None of that is needed in a pilot. All of it is needed in production.
Where the gap comes from
The main source of the gap is that pilots and production systems are built for different goals, often by different people.
A data scientist in a pilot optimises a model metric. They work with Jupyter notebooks, static datasets, a local environment. Their goal is to show that a solution is possible.
Moving to production requires a different mindset and different skills: data engineering, DevOps, monitoring, ongoing support. In companies that did not think about this in advance, the data scientist's notebook becomes the "production system" - without version control, without monitoring, without process.
What to design from the beginning
If you are running an ML pilot with the intention of taking it to production, a few things are worth deciding at the outset:
Data infrastructure. Where does the data for training and for predictions come from? Is this an automated pipeline or a manual export? What will this process look like a year from now?

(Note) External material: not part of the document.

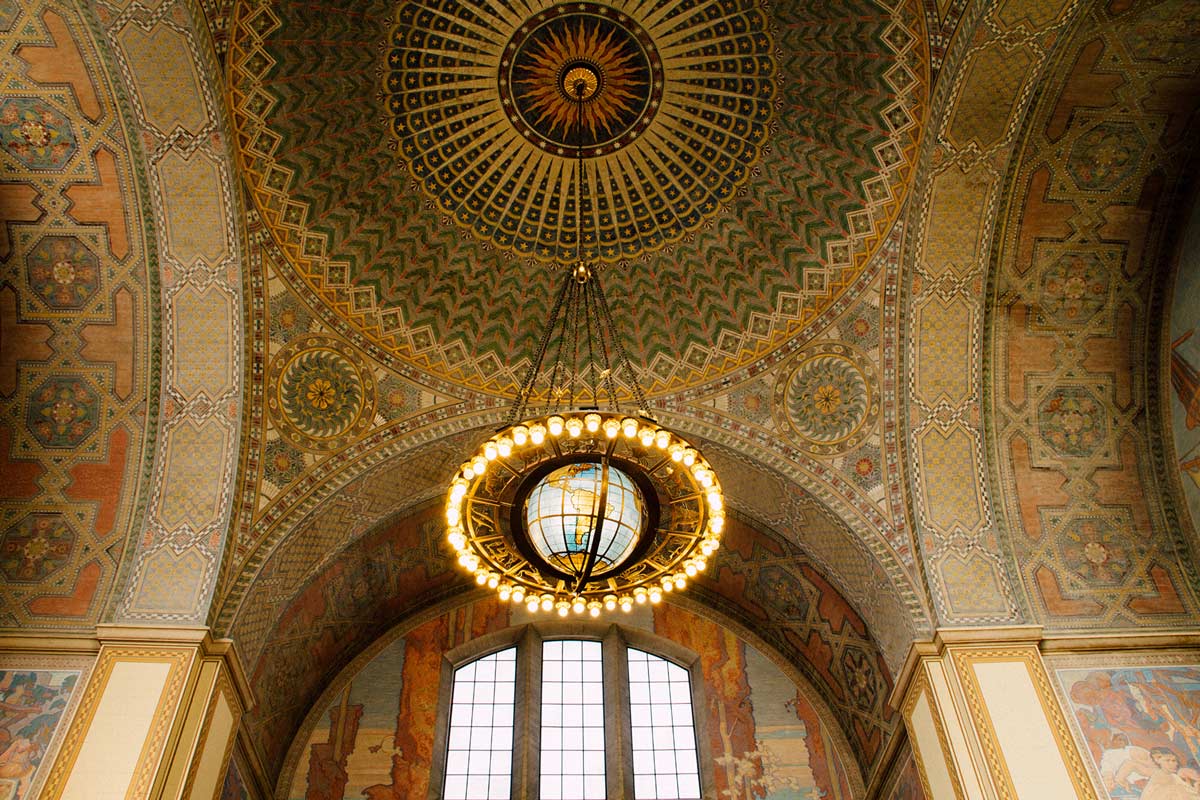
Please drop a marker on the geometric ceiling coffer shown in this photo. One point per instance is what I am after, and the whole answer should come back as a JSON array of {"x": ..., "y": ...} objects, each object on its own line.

Ownership of model quality. Who monitors whether the model continues to work correctly? What quality metrics are tracked, and by whom?
Retraining process. How often, by whom, and under what conditions is the model updated? Who makes the decision to deploy a new version?
Integration. How do model results enter business processes? Who acts on the predictions, and how?
Questions before starting a pilot
- Do we have a plan for who will maintain this system if the pilot succeeds?
- Do we have infrastructure for automated data delivery to the model, or are we expecting manual exports?
- Who will be the business owner of the system - not IT, but the business side?
- How will we know when the model has degraded - what is the signal, and who will see it?
- What is the cost of a model error in this specific application, and how do we handle bad predictions?
A well-designed pilot is not just a good model. It is a pilot that answers all of these questions before the decision to scale is made.